One of the biggest misconceptions about resistance training is the belief that it can directly improve your sport performance. Resistance training among top-level athletes is very common, if not universal. However, its use and applicability decline with highly skill-oriented sports. Climbing is just such a sport. The popularity of “elite fitness” programs, and even high intensity resistance programs aimed directly at climbers only proves this point. It doesn’t matter how badass you get in the weight room, resistance training will not make you a better rock climber if it is not coupled with large amounts of skill practice.
Resistance training, though, can do a lot for your climbing indirectly. Let’s look at a few ways this happens:
1) Regular strength training will increase your total work capacity. What this means is that you will be able to do more total work per week, per month, and per year (especially important as you age). This means you will be capable of more climbing days, and therefore have the opportunity to improve your climbing.
2) Resistance training for strength or work capacity really helps in other kinds of climbing. Alpine climbing, big walls, and ice climbing all feature a greater “work to climbing” ratio than technical rock climbing or bouldering. Rarely are we limited on walls by our climbing ability – it’s almost always a lack of “tough” that leads to failure.

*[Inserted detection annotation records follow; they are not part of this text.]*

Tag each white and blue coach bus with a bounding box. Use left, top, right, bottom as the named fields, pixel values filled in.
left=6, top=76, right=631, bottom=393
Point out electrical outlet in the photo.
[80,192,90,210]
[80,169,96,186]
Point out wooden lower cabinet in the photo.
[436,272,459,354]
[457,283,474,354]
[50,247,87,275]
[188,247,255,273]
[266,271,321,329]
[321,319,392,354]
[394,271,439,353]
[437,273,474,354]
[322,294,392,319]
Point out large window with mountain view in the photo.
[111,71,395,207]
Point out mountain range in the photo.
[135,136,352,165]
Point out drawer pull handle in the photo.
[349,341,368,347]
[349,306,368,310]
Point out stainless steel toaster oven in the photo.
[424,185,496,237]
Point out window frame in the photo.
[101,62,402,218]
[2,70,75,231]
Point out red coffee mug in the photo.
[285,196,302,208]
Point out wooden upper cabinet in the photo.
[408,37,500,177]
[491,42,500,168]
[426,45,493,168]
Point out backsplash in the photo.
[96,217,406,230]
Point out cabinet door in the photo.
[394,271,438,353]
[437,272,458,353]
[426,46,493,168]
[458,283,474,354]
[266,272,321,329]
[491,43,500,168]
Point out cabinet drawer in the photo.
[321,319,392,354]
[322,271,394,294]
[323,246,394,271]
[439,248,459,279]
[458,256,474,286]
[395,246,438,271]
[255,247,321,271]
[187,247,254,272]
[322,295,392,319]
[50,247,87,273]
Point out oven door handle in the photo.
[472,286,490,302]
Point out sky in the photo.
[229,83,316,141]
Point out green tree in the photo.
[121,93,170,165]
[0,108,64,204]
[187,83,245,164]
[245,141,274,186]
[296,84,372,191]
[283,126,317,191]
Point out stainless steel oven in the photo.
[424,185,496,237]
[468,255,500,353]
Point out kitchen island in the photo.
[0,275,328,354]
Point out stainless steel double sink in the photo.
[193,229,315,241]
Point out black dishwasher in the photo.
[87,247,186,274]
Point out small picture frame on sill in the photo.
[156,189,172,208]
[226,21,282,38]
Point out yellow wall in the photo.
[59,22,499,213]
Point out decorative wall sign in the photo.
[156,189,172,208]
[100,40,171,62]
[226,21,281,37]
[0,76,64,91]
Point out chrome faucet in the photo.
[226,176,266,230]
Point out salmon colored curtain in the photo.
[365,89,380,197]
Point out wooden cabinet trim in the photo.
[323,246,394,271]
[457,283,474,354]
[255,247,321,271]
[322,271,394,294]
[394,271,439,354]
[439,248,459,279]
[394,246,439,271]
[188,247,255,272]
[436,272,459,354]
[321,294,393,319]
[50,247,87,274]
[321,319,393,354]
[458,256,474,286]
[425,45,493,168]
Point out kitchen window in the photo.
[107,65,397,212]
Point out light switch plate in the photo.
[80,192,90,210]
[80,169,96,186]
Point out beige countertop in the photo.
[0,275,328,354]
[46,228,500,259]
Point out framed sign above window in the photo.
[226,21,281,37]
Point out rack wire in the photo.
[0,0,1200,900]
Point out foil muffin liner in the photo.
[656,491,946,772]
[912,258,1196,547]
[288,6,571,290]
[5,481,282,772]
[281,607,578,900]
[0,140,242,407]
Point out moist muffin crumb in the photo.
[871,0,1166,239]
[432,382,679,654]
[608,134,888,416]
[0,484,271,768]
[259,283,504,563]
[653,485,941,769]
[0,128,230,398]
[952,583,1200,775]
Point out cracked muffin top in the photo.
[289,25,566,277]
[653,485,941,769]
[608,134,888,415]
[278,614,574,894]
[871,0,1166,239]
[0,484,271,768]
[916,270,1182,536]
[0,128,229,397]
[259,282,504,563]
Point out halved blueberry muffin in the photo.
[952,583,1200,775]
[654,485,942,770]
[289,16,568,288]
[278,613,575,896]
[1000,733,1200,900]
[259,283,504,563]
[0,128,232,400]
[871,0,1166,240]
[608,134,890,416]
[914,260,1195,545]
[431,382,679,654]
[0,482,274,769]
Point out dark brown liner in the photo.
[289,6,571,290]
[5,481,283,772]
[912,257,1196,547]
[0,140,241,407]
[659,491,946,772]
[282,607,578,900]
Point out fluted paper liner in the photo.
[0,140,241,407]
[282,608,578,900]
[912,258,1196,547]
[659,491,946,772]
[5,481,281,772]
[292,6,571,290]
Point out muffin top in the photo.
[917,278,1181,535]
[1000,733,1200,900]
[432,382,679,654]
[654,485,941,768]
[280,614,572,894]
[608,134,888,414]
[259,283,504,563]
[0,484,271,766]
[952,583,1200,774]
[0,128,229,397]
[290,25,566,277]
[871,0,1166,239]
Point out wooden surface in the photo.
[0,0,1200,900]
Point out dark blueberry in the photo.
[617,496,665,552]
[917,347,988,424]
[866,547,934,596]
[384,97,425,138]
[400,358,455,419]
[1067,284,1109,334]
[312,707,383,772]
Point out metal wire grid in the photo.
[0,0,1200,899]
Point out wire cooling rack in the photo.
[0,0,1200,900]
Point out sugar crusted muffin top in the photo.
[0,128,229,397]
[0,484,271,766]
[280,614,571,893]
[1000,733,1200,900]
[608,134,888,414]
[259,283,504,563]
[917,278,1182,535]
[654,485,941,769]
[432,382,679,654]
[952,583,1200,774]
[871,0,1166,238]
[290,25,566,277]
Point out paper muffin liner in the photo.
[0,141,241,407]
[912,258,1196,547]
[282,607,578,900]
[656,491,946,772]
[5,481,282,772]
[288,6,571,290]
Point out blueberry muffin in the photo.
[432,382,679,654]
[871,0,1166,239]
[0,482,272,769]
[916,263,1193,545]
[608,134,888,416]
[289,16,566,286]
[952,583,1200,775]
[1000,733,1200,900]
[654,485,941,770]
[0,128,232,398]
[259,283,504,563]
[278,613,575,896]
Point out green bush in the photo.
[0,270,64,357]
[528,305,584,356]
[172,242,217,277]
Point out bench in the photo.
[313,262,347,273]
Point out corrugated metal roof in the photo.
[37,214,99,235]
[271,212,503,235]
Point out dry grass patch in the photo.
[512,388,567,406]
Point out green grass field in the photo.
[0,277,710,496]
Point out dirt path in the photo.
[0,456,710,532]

3) Being strong will extend your career. Athletes who engage in regular strength training significantly delay age-related declines in performance. By keeping the muscles of the core, shoulder, and hip girdle strong, you are looking at up to 10 more years at close to your top performance levels.
4) Related to the previous point, regular strength training will help you remain injury free. The more you keep those muscle imbalances in check, and the more you keep your muscle groups working properly together, the better off you’ll be.
For older male climbers (30+) and all females, we now recommend at least a maintenance-level strength program, year-round. By selecting the right exercises and keeping the intensity high, you should be able to get by on as little as an hour a week (usually 2 x 30 min sessions) during parts of the season.
Which parts of the season? When you are trying to climb your hardest routes. A few sets of very heavy squats and pulls is not going to blow your weekend redpoint.
A final point on strength training for any skill sport: Your supplemental resistance training should never take more than about 15-20% of your total training time. If you climb 4 hours a week, a couple 30 minute strength sessions are all you should do. If you climb 20 hours a week, you can consider doing up to 3 hours of weight training. If your supplemental training is kicking your ass, you’re training improperly for rock climbing.
Adding weights to improve your alpine climbing fitness, wall climbing, or multi-day stamina is different. None of these things require the same type of fitness that hard rock climbing does, so the training should reflect that. Most of the articles here are aimed very specifically at rock climbers. The principles can be extrapolated to “down” to bouldering or “up” to longer climbs, but not always with perfect results.
Always keep your goal in mind. Every training session you do should aim toward this goal. Every session should have a reason behind it, and fatigue should never be that reason.